Curiously, it was falling through the ice into freezing water while ice skating in Amsterdam, that triggered his desire to take a long break from his stressful career in the city and travel to the other side of the world to chase the sun and hike Te Araroa Trail.
For a talented artist, his trail name ‘Van Go’ is very apt. Many of his stunning photographs, as well as his enchanting small aquarelle paintings, are in this book. This adds greatly to its appeal. They were created with just two paint colours, turquoise and yellow.
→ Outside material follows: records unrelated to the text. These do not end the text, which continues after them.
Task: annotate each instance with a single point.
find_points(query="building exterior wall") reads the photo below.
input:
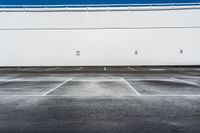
(142, 37)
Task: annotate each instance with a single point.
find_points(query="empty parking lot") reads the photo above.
(100, 99)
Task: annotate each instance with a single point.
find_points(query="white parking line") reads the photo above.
(10, 80)
(24, 69)
(131, 69)
(50, 69)
(132, 88)
(157, 69)
(181, 95)
(78, 69)
(46, 93)
(97, 80)
(185, 81)
(184, 95)
(4, 69)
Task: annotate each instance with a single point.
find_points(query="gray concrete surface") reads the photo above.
(144, 100)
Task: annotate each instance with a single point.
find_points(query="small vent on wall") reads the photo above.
(181, 51)
(77, 53)
(136, 52)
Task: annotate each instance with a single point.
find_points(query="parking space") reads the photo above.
(94, 89)
(166, 87)
(21, 87)
(145, 101)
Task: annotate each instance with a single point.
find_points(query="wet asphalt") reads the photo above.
(137, 100)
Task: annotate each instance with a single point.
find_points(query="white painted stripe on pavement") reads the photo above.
(131, 69)
(46, 93)
(130, 86)
(78, 69)
(10, 80)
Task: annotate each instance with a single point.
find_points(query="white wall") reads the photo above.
(103, 38)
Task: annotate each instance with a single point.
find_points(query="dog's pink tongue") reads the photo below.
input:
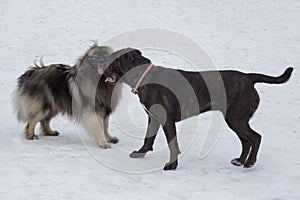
(100, 71)
(110, 79)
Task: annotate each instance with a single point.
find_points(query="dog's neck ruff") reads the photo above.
(134, 90)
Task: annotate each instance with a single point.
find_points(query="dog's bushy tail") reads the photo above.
(261, 78)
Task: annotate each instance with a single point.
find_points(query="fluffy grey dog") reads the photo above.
(79, 91)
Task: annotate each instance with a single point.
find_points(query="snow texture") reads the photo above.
(251, 36)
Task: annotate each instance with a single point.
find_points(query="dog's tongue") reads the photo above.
(110, 79)
(100, 71)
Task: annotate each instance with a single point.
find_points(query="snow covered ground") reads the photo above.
(251, 36)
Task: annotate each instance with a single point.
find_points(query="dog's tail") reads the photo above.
(261, 78)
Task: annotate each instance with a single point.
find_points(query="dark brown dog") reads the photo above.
(171, 95)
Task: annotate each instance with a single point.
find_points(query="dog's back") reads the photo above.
(43, 88)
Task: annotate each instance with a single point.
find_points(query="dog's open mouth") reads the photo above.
(100, 70)
(111, 79)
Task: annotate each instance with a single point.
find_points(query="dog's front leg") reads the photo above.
(153, 126)
(109, 138)
(170, 132)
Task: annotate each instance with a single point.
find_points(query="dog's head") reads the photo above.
(121, 62)
(95, 58)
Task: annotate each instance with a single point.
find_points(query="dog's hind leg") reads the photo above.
(153, 126)
(109, 138)
(45, 126)
(33, 120)
(170, 132)
(255, 140)
(94, 124)
(246, 145)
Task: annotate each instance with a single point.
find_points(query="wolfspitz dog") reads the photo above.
(78, 91)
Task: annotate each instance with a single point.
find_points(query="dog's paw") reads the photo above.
(137, 154)
(113, 140)
(249, 163)
(53, 133)
(105, 146)
(171, 165)
(32, 137)
(236, 162)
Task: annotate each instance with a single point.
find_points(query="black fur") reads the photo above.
(231, 92)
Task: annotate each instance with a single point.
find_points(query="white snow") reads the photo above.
(251, 36)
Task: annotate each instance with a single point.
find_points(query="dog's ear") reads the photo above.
(125, 61)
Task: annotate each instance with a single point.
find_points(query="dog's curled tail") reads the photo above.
(261, 78)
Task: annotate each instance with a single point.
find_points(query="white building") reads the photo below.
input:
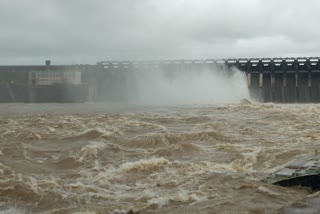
(53, 77)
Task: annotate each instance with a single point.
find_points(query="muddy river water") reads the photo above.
(101, 158)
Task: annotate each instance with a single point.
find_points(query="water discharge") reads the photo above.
(97, 158)
(217, 85)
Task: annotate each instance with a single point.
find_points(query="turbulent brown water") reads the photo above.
(94, 158)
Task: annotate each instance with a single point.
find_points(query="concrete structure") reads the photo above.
(54, 77)
(281, 80)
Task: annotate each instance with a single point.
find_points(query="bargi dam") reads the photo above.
(279, 80)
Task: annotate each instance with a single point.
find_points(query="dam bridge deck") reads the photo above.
(280, 80)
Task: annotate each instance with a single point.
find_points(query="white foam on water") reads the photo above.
(189, 87)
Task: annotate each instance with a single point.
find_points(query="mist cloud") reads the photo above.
(89, 31)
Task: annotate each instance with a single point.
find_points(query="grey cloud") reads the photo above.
(74, 31)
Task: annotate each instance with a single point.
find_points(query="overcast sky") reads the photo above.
(88, 31)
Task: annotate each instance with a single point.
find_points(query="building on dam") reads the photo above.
(32, 84)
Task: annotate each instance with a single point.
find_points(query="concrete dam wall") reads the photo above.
(280, 80)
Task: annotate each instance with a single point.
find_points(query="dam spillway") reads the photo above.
(279, 80)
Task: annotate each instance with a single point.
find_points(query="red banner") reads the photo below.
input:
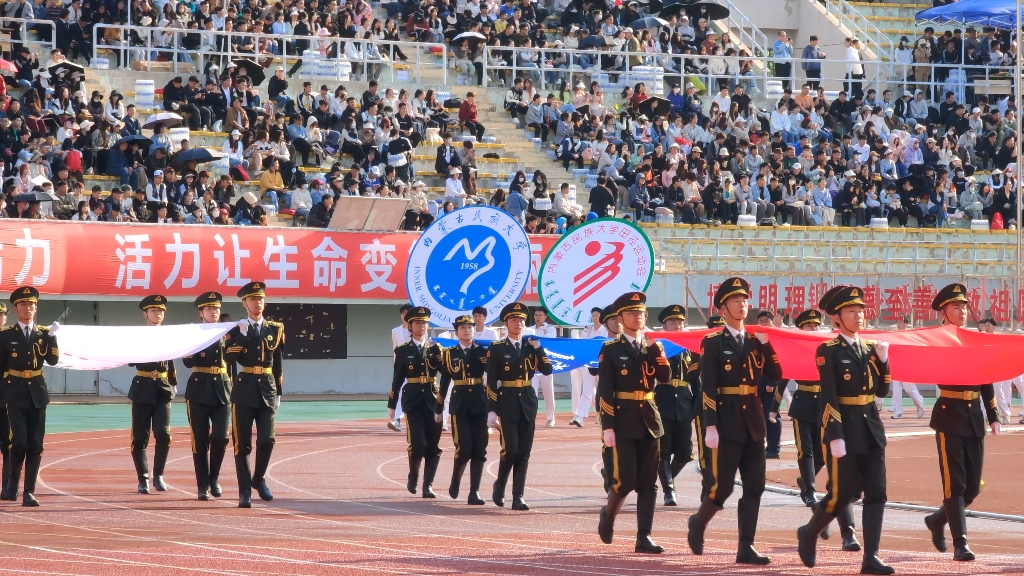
(942, 355)
(109, 259)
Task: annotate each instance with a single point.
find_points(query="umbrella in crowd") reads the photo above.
(647, 22)
(471, 36)
(65, 68)
(142, 140)
(167, 119)
(594, 41)
(198, 155)
(654, 107)
(253, 70)
(708, 10)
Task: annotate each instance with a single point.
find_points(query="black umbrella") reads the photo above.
(254, 71)
(65, 68)
(654, 106)
(139, 138)
(647, 22)
(594, 41)
(708, 10)
(199, 155)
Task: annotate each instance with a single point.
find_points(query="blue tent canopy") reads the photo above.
(987, 12)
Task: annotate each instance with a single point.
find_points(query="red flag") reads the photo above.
(943, 355)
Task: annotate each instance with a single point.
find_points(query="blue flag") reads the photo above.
(569, 354)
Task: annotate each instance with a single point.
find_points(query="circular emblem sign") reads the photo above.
(591, 266)
(473, 256)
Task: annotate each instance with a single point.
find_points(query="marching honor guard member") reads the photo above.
(207, 402)
(416, 364)
(733, 422)
(675, 400)
(958, 420)
(628, 368)
(151, 394)
(852, 373)
(258, 345)
(463, 365)
(24, 348)
(511, 366)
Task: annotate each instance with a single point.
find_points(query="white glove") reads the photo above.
(882, 348)
(609, 438)
(711, 438)
(838, 447)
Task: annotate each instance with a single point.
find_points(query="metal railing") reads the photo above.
(136, 44)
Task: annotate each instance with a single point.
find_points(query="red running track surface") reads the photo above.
(341, 507)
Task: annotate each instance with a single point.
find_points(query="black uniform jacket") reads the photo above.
(465, 369)
(725, 365)
(622, 370)
(261, 351)
(849, 383)
(26, 356)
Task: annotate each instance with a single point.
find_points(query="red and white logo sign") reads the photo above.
(591, 266)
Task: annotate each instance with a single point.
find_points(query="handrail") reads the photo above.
(211, 40)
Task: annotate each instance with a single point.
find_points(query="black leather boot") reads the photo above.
(159, 463)
(957, 528)
(747, 512)
(216, 459)
(697, 523)
(936, 523)
(668, 482)
(260, 465)
(872, 536)
(460, 468)
(606, 524)
(645, 523)
(807, 535)
(806, 481)
(498, 493)
(32, 462)
(847, 530)
(141, 469)
(202, 464)
(475, 476)
(429, 470)
(414, 472)
(519, 486)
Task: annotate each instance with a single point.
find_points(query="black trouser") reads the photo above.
(143, 417)
(814, 78)
(722, 463)
(782, 72)
(243, 418)
(470, 436)
(635, 465)
(772, 429)
(422, 433)
(209, 435)
(961, 461)
(477, 129)
(28, 426)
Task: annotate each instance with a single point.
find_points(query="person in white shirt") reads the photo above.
(899, 387)
(545, 384)
(584, 383)
(399, 335)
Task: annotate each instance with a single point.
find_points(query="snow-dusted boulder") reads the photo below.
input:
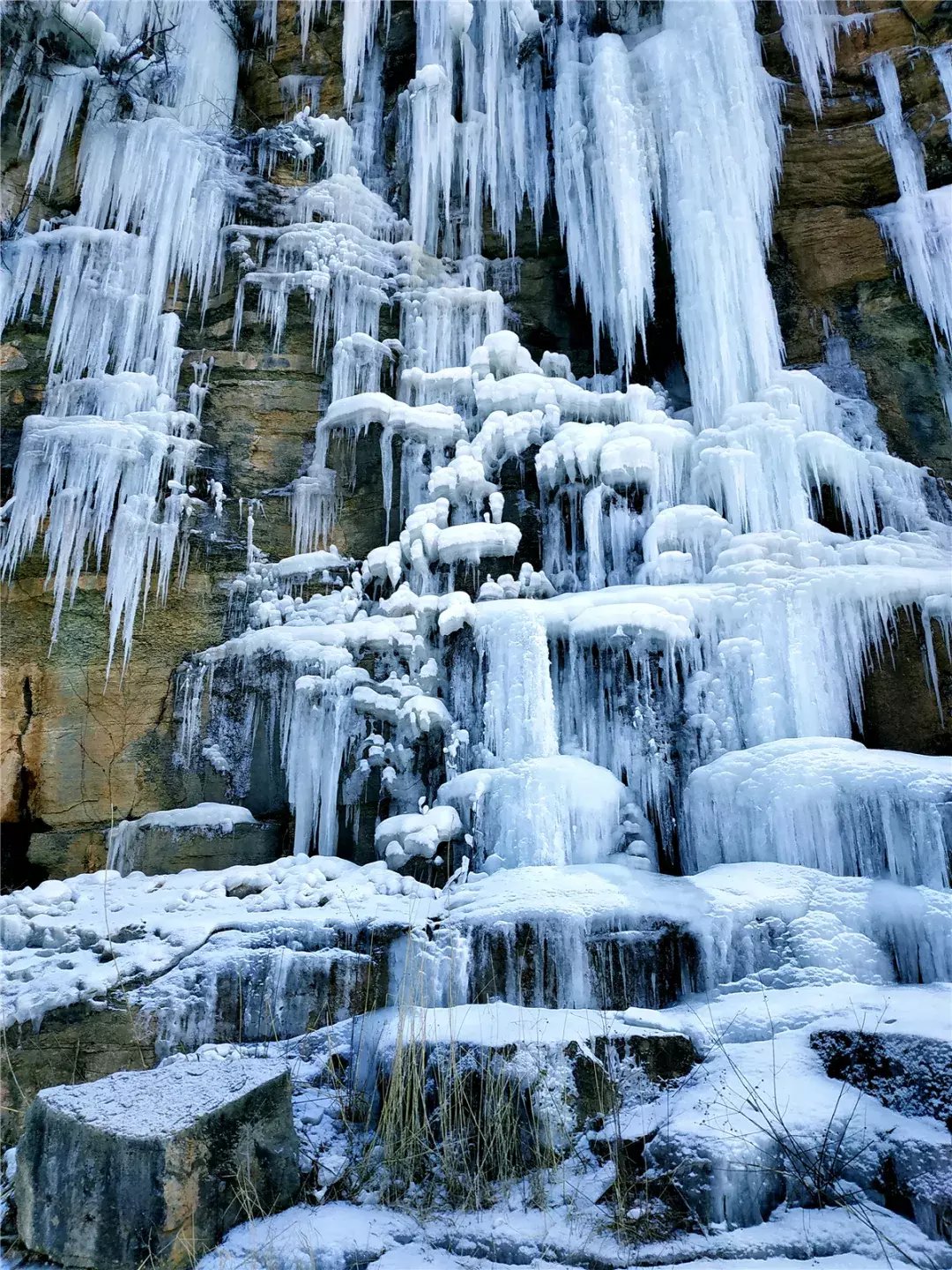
(207, 836)
(153, 1168)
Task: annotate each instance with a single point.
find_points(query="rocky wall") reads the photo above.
(79, 752)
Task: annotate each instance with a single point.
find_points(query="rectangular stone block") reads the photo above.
(153, 1168)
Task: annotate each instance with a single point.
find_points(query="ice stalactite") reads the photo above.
(588, 707)
(829, 804)
(918, 227)
(809, 31)
(606, 187)
(109, 459)
(716, 113)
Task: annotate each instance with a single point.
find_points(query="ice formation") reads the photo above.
(918, 227)
(153, 192)
(588, 709)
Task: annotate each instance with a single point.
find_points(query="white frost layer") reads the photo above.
(545, 811)
(827, 803)
(147, 925)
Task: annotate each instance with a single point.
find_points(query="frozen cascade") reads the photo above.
(718, 182)
(153, 195)
(918, 228)
(588, 709)
(830, 804)
(810, 34)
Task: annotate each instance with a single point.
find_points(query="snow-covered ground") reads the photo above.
(614, 733)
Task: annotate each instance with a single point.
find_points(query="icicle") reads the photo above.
(810, 29)
(918, 228)
(828, 804)
(606, 185)
(320, 732)
(716, 115)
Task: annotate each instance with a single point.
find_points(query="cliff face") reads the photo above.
(80, 752)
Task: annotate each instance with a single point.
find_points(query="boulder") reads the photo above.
(155, 1166)
(208, 836)
(913, 1074)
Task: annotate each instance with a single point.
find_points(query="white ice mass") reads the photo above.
(608, 787)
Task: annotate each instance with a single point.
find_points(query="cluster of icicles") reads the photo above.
(687, 612)
(111, 451)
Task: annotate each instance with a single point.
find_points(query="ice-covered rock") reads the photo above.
(207, 836)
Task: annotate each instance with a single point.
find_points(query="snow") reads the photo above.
(205, 818)
(539, 811)
(158, 1104)
(152, 923)
(918, 228)
(628, 762)
(827, 803)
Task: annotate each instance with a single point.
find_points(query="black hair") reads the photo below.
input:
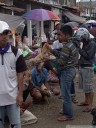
(66, 29)
(17, 34)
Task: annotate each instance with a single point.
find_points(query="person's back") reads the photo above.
(86, 71)
(11, 78)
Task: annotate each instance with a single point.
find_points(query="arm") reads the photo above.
(19, 98)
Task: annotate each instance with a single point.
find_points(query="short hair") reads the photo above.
(17, 34)
(66, 29)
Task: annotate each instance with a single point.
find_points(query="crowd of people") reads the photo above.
(70, 51)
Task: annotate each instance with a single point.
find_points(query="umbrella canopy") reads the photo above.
(93, 31)
(40, 15)
(72, 24)
(91, 21)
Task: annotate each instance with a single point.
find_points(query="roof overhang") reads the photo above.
(13, 21)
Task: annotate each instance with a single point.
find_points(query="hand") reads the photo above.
(19, 100)
(47, 46)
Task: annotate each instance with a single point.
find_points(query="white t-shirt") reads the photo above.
(8, 76)
(57, 45)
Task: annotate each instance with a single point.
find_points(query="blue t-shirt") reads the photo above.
(39, 78)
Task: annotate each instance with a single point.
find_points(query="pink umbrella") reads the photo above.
(40, 15)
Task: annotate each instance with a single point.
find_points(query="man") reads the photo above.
(12, 66)
(66, 60)
(40, 82)
(53, 36)
(86, 71)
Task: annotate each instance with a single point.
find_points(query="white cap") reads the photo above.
(57, 23)
(82, 33)
(3, 26)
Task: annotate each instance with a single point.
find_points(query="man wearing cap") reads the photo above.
(86, 71)
(53, 36)
(66, 61)
(40, 82)
(12, 67)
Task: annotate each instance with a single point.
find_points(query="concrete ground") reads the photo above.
(47, 114)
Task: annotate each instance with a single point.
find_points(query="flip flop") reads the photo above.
(64, 118)
(83, 104)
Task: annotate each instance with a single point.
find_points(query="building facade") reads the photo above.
(87, 9)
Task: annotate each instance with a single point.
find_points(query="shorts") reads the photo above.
(13, 113)
(86, 79)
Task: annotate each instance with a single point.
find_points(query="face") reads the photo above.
(4, 38)
(62, 36)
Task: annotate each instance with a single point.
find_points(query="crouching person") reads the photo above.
(40, 82)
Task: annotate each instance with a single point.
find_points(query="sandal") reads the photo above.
(64, 118)
(83, 104)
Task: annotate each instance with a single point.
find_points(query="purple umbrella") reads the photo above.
(40, 15)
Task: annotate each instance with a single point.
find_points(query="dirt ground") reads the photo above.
(48, 113)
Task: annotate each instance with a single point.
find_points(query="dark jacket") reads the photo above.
(67, 57)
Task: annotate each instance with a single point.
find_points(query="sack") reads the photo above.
(53, 78)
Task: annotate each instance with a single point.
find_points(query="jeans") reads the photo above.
(13, 113)
(72, 88)
(66, 78)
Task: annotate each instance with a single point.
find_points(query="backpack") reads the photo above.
(14, 49)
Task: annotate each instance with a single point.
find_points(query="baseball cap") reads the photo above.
(82, 33)
(57, 23)
(4, 27)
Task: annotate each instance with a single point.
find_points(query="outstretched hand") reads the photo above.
(46, 47)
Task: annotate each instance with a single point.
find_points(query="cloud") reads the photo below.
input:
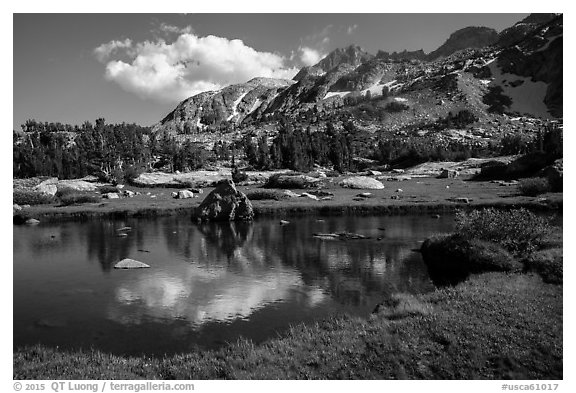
(351, 29)
(104, 51)
(171, 29)
(310, 56)
(171, 72)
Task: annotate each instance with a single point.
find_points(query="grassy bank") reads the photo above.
(493, 326)
(422, 195)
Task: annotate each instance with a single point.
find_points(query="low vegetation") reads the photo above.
(266, 195)
(79, 197)
(534, 186)
(548, 264)
(23, 197)
(518, 230)
(451, 259)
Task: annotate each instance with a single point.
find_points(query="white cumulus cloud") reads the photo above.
(104, 51)
(310, 56)
(351, 29)
(171, 72)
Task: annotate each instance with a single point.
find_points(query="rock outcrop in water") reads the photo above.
(361, 182)
(130, 264)
(225, 203)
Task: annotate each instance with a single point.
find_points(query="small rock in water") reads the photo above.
(50, 322)
(308, 195)
(364, 195)
(111, 195)
(130, 264)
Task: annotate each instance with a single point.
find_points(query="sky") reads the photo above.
(137, 67)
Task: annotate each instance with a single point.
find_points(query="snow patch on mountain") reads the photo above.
(235, 107)
(527, 97)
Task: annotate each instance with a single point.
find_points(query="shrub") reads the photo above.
(516, 143)
(548, 264)
(450, 259)
(293, 181)
(32, 198)
(262, 195)
(396, 106)
(533, 186)
(519, 231)
(73, 197)
(238, 175)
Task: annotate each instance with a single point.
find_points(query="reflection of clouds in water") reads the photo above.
(200, 295)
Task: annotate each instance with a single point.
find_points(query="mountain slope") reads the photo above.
(468, 37)
(471, 72)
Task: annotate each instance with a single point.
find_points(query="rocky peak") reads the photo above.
(468, 37)
(352, 55)
(524, 28)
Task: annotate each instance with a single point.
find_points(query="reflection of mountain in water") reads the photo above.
(234, 269)
(200, 294)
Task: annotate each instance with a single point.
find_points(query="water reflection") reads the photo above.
(207, 281)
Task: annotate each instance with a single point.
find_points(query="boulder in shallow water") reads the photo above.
(362, 182)
(130, 264)
(225, 203)
(183, 194)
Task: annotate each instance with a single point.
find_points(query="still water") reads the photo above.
(208, 284)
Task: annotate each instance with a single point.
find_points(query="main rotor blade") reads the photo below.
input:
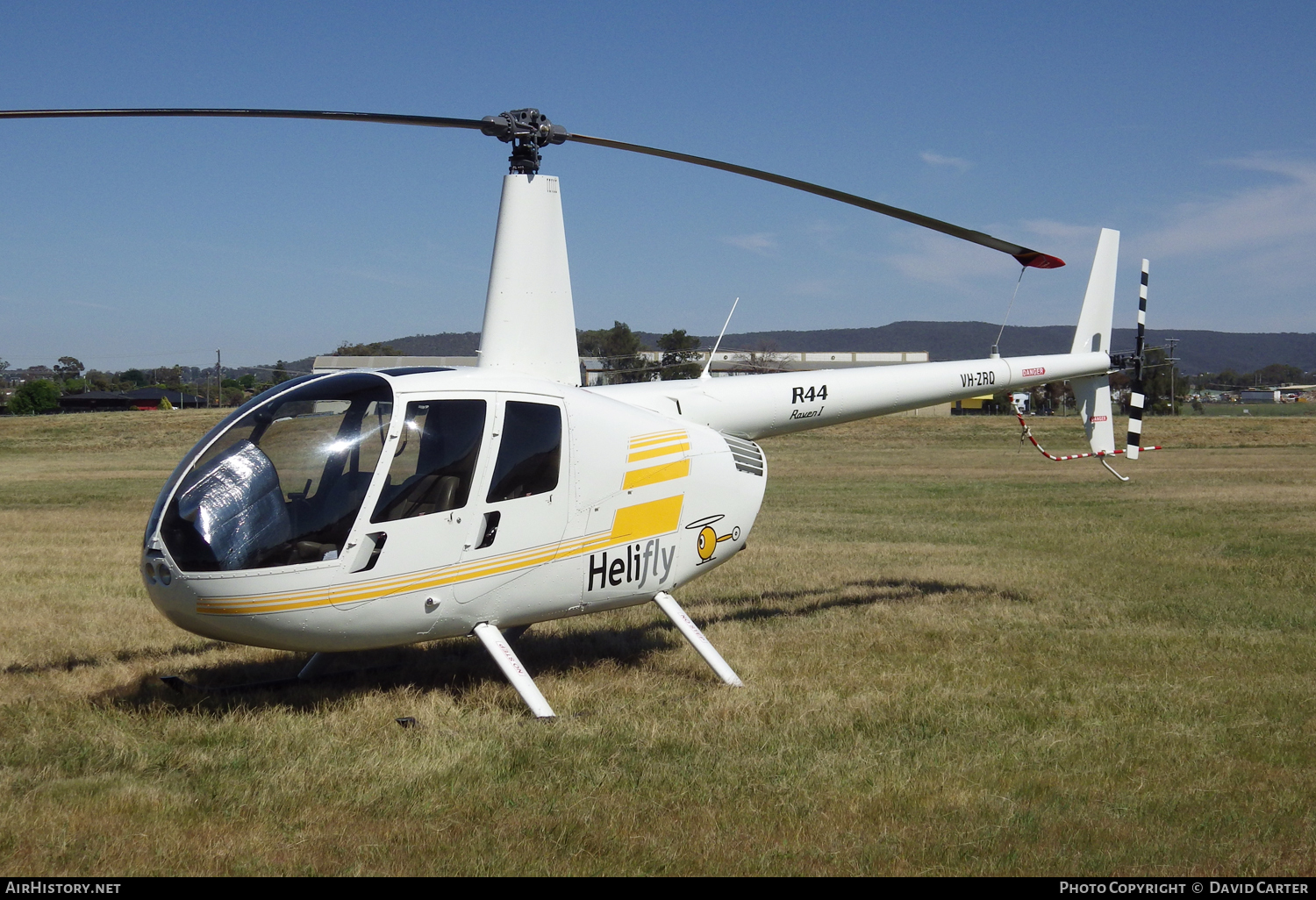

For him, these are the two colours that most typify the New Zealand landscape, which he describes as ‘Scotland on steroids.’ He gave many away to people he met on the journey as a thank you for a cup of tea, a shower, a good story or an overnight stay.
Tim Voors started the journey alone but soon met two young women, whose trail names were Sunny and Unicorn. Together they became a trail family, had a lot of fun together, and supported each other when the trail became challenging and the going got tough. He also tells many entertaining anecdotes about some of the other quirky characters they meet along the way. And spends time pondering what motivates people to go on such a pilgrimage.
It rained much more often than they had expected. Sunny kept a tally of how many ’dry foot days” and counted only 46 days without rain. It was the year when Cyclone Gita tore through New Zealand, pounding it with torrential rain, and damaging winds. In the Tasman region, he remembers how The Pelorus was 30 metres wide and had seemed relatively innocent back in Havelock, but now had turned into a brown swirling monster due to the overnight rain. The water rushed near our narrow path, and numerous logs drifted along the river with tremendous force.
Tim Voors was well aware that any misjudged step could have fatal consequences. With difficulty, they managed to find a place to cross and got safely to the other side.
I am always fascinated by the way others see us and our country. For Tim Voors, the North Island was characterised by hospitality and moving encounters with the island’s local inhabitants, while it was the raw, empty wilderness of nature that enchanted him in the South Island. He rates Te Araroa Trail amongst the top 5 trails in the world.
In his opinion, Te Araroa is a challenging hike, but practically any healthy person aged 18-70 can undertake it.
For those who are considering walking it, he has included a chapter packed full of sound, practical advice. This includes the planning which you need to do beforehand, a breakdown of how much it will cost to walk the trail, a long list of all the equipment you’ll need to carry with you, and the training you should do beforehand. He counts preparing yourself mentally, and honing your survival instincts as perhaps even more important than physical training.
Walking Te Araroa Trail is not for me! But I thoroughly enjoyed the vicarious experience of walking 3000 kilometers and 4 million steps with Tim Voors and his trail family in my imagination. It is a great adventure story!